Businesses can decrease labour and overhead costs substantially by outsourcing tasks such as bookkeeping, graphic design, and customer/technical support. Virtual receptionists can also be outsourced: a remote first point of contact that usually performs the tasks of trained customer support personnel – sometimes round-the-clock – without having to maintain a receptionist’s office. You may have the in-house skills to do it all, but while you handle all the minute details on your own, you might not be able to concentrate on expanding the core areas of your business, which isn’t beneficial in the long run. However, there are downsides to outsourcing as well. It all depends on the needs of your business.
- Cost Advantages: Perhaps one of the most obvious benefits to outsourcing is the cost savings. When you have a good partner, you can get the job done at a lower cost, usually due to the difference in wages (since most of the work is done overseas in places like Asia.)
- Increased Efficiency: When you outsource certain work, you are handing it over to someone with experience and understanding of the job. This leads to an increase in productivity; you’re not just adding these tasks to the bottom of somebody’s to-do list within the office. Access to skilled resources also means faster and better services, depending on your offshore partner.
- Focus on Main Goals: Outsourcing certain tasks means everyone in the office is freer to focus on building your company and brand, as well as investing in development and research to take the steps necessary to expand your business.
- Save on Recruitment/Infrastructure Costs: Outsourcing cuts the need for investments in infrastructure since the responsibility of business processes falls on the partner. You also don’t need to invest in expensive recruiting and training resources for your business.
- Communication Issues: A lack of communication between your company and the outsourcing partner may cause delay in the completion of projects. Different time zones could also contribute to communication problems.
- Risk of Security Breach: If you decide to outsource Human Resources, Payroll or Recruitment, you risk exposing confidential information to a third party.
- Shortcomings in Expectations: If you fail to choose the right partner, incompetence could result in delays and sub-standard quality in output. Add to that the difficulty of regulating these factors outside an office, and it defeats the whole point of outsourcing.
- No Customer Focus: Outsourcing partners may be doing work for multiple organizations, so they may not be completely focused on your business’s tasks.

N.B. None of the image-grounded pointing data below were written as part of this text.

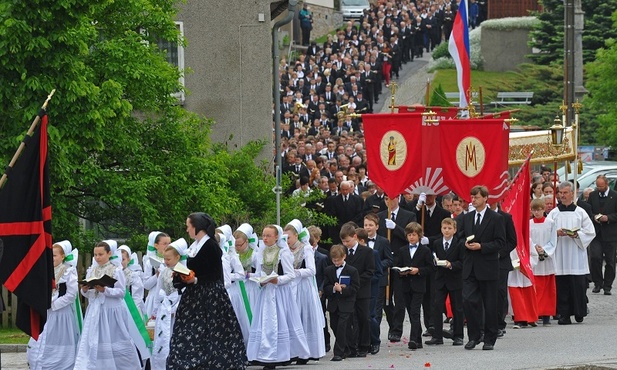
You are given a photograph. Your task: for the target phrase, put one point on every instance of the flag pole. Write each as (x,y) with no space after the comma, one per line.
(36,121)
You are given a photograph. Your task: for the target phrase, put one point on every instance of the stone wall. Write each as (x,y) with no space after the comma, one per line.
(503,49)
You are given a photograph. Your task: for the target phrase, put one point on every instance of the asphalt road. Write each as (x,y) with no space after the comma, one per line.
(592,342)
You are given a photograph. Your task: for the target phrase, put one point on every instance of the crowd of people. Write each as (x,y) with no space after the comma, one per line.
(233,299)
(348,72)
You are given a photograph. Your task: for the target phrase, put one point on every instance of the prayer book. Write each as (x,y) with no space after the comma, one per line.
(102,281)
(401,269)
(264,279)
(571,232)
(181,269)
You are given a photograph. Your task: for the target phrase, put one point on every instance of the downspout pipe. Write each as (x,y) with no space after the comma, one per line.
(291,10)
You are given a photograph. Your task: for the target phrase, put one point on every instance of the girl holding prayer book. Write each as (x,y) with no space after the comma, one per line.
(168,298)
(276,344)
(106,342)
(56,347)
(234,276)
(305,286)
(153,261)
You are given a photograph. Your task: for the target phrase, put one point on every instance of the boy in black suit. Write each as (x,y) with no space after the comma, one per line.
(448,281)
(341,298)
(360,257)
(416,263)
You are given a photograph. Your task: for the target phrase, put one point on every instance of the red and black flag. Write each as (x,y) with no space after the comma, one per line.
(26,266)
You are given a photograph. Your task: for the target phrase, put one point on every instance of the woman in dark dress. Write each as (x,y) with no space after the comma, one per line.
(206,332)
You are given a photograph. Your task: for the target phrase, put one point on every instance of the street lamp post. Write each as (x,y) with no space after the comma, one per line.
(557,134)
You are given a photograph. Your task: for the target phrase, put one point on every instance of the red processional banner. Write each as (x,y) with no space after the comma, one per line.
(393,149)
(517,203)
(475,152)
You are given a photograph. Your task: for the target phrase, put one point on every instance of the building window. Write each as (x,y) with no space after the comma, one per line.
(175,56)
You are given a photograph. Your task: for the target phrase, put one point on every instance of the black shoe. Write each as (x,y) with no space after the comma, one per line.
(374,349)
(596,289)
(564,321)
(433,341)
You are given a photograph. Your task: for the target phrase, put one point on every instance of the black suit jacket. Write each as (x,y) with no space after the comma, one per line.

Before approaching a service provider or outsourcing partner, it’s beneficial to consider all aspects of outsourcing, and whether your company is in a place where it would benefit from its services. Once you have analyzed your company’s requirements, and are confident you would benefit from outsourcing, you can move on to researching a suitable partner. Consider these six elements when searching: reliability, quality, experience, range of services, good communication, and value for money. Don’t just select one that provides the lowest cost. Choosing a successful vendor will lead to first-rate results, doing your company good in the long run.